Whole Wheat Cinnamon Swirl Bread

Not just your ordinary loaf...

Whole Wheat Cinnamon Swirl Loaf!


I would say this is healthy, but then I'd be betraying you when I give my choice serving suggestion, which is to slather a warm slice up with butter and serve with extra cinnamon sugar! Mwahahahah >:)

Here's the recipe! It's easy! And way impressive. Make it now, gogogogo!

Whole Wheat Cinnamon Swirl Bread
Author: Erin Alderson
Prep time: 2 hours
Cook time: 45 mins
Serves: 16 slices

1 1/2 cup warm water
1 package yeast
1/4 cup honey
2 tablespoon sunflower oil
2 teaspoon salt
2 cup whole wheat flour
1-2 cup unbleached all purpose flour
2 tablespoon organic cultured butter
1/3 cup sucanat
3 tablespoon cinnamon
2 teaspoon nutmeg

Start by place water, yeast, and honey in the bowl of stand mixer.

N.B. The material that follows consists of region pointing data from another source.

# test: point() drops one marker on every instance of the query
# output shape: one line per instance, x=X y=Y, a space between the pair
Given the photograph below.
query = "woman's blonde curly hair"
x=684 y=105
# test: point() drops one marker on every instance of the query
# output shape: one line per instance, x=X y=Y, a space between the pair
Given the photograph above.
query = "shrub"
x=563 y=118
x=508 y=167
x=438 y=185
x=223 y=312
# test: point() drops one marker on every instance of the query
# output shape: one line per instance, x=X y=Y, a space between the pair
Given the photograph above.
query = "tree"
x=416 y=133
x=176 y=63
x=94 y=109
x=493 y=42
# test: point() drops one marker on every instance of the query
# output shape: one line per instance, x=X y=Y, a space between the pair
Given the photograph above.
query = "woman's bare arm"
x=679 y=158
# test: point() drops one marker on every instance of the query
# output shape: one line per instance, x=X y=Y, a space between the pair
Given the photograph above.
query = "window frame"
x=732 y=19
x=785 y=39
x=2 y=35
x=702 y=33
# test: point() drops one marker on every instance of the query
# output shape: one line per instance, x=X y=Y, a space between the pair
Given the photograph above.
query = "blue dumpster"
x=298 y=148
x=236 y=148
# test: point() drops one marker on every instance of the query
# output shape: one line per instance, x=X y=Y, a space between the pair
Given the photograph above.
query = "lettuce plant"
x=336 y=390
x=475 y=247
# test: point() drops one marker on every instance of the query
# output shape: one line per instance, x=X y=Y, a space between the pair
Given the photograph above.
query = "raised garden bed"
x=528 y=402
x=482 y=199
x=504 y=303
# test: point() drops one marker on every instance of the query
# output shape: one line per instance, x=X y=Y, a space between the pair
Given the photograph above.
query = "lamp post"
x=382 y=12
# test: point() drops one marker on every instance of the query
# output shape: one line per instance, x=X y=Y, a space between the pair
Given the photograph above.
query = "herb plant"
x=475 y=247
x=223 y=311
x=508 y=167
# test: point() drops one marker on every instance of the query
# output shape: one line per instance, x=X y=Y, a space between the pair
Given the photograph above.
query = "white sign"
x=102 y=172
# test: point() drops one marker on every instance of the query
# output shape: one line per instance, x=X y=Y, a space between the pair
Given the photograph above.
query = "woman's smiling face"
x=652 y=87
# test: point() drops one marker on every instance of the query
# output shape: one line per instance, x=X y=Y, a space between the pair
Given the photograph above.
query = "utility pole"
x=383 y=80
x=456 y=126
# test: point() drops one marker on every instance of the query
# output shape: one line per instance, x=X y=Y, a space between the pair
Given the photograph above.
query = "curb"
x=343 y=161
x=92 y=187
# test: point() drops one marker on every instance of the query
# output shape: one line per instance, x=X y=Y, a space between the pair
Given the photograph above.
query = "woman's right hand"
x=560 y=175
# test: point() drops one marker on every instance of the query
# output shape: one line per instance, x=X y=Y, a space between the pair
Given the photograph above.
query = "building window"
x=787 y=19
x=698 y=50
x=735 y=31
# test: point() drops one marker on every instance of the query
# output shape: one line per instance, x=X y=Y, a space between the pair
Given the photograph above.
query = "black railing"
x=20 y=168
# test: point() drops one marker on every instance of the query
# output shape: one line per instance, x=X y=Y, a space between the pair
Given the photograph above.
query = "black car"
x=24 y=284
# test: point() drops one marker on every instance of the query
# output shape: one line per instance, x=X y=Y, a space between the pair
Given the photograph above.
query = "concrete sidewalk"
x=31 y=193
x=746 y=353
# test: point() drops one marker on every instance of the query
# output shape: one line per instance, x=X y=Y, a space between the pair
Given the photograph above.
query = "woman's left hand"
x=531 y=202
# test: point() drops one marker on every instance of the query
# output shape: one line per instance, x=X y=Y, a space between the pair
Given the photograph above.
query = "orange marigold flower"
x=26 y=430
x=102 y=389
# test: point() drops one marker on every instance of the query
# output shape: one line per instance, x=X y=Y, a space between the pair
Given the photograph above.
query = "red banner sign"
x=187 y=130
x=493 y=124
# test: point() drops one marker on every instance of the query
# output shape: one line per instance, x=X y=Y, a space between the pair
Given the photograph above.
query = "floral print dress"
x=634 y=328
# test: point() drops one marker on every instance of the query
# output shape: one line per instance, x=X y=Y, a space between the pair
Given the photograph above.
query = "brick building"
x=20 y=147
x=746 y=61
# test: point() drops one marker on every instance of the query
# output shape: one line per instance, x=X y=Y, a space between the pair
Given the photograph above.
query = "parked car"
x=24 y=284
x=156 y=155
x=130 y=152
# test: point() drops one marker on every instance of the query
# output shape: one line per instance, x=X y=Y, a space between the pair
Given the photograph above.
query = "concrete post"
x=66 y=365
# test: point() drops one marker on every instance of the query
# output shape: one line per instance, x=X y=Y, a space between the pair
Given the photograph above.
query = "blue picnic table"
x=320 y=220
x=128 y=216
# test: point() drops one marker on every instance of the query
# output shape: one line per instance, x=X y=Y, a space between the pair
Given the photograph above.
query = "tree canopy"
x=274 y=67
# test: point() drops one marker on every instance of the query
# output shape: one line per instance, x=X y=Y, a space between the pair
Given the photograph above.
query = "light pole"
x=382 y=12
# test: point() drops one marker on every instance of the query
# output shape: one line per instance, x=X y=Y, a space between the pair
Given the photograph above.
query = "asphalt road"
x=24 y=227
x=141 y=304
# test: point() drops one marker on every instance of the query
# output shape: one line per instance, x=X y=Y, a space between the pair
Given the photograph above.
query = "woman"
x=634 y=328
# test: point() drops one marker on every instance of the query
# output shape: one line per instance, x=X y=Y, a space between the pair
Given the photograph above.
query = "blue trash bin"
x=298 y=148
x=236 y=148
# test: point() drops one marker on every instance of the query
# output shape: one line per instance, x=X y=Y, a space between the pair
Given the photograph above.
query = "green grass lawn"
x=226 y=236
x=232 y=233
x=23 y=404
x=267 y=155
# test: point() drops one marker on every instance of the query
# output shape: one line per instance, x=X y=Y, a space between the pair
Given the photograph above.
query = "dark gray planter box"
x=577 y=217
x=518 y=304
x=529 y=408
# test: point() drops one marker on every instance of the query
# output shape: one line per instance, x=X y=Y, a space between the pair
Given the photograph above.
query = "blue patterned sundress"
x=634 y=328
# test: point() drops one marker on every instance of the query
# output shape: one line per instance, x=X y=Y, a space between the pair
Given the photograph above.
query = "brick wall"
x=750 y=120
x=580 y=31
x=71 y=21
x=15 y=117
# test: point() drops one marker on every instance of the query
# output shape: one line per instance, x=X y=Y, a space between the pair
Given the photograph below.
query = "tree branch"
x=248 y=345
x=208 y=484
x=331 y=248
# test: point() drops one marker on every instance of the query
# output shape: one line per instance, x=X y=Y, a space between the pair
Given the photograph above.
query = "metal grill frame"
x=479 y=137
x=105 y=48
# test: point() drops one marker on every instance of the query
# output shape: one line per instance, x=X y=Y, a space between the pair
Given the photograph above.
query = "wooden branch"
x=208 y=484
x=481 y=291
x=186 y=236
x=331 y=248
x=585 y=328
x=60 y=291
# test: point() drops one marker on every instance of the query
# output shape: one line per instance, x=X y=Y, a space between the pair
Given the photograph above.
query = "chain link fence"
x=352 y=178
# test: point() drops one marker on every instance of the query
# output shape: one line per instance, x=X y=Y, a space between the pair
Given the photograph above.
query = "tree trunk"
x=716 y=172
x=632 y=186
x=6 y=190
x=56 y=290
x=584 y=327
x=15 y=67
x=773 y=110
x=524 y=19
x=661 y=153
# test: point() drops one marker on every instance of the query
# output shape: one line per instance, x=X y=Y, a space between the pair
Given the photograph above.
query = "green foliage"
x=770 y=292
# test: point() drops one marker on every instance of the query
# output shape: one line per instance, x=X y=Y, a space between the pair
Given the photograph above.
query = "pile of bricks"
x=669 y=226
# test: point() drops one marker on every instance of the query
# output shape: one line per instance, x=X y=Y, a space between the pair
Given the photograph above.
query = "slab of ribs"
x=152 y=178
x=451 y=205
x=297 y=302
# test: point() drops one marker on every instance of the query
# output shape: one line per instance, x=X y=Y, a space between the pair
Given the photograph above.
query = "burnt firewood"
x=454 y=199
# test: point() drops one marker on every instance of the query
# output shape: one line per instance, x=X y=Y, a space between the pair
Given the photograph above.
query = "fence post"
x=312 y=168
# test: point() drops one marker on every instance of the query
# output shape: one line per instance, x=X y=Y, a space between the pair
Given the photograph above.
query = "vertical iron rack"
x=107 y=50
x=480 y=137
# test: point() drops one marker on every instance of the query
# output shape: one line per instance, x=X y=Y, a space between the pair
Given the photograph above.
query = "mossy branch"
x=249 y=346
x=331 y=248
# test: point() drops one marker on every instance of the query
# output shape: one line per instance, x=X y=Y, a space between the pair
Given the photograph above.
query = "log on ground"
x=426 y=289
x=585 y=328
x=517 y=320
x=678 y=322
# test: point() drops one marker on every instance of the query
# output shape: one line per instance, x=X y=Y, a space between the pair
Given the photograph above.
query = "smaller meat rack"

Stir with a wooden spoon to dissolve yeast and honey, let sit for 5-10 minutes or until mixtures begins to foam. (If this does not happen your yeast was either old or your water was too cold or hot.)
Once yeast is ready, add oil, salt, 2 cup of the whole wheat flour. Begin to knead with dough hook, adding the rest of the whole wheat flour and white flour as needed until the dough pulls away from the side of the bowl (dough should still be kind of soft, just not sticky.) Continue to knead for 10 minutes.
Once done kneading, spray lightly with oil and set in a warm spot and spritz with water. (I usually turn my oven on to 200? and then turn off to use as proofer) Let dough rise until doubled in size- usually about an hour.
Turn dough out and with a rolling pin, roll into an 8 by 12 rectangle. Brush the dough with butter and sprinkle sucanat, cinnamon, and nutmeg over entire surface. Roll, starting with the edge closest to you, into a loaf and place in a lightly sprayed 9×5 loaf pan. Again, place in warm spot and let rise until dough in size-this is usually about 45 minutes.
Heat oven to 375˚, spray loaf lightly with water, sprinkle sugar on top, and spray with water again. Bake for 45 minutes or until bread is golden on top and sounds hollow when tapped on the bottom. Let cool
(nuh uh. don't you do that.) and slice.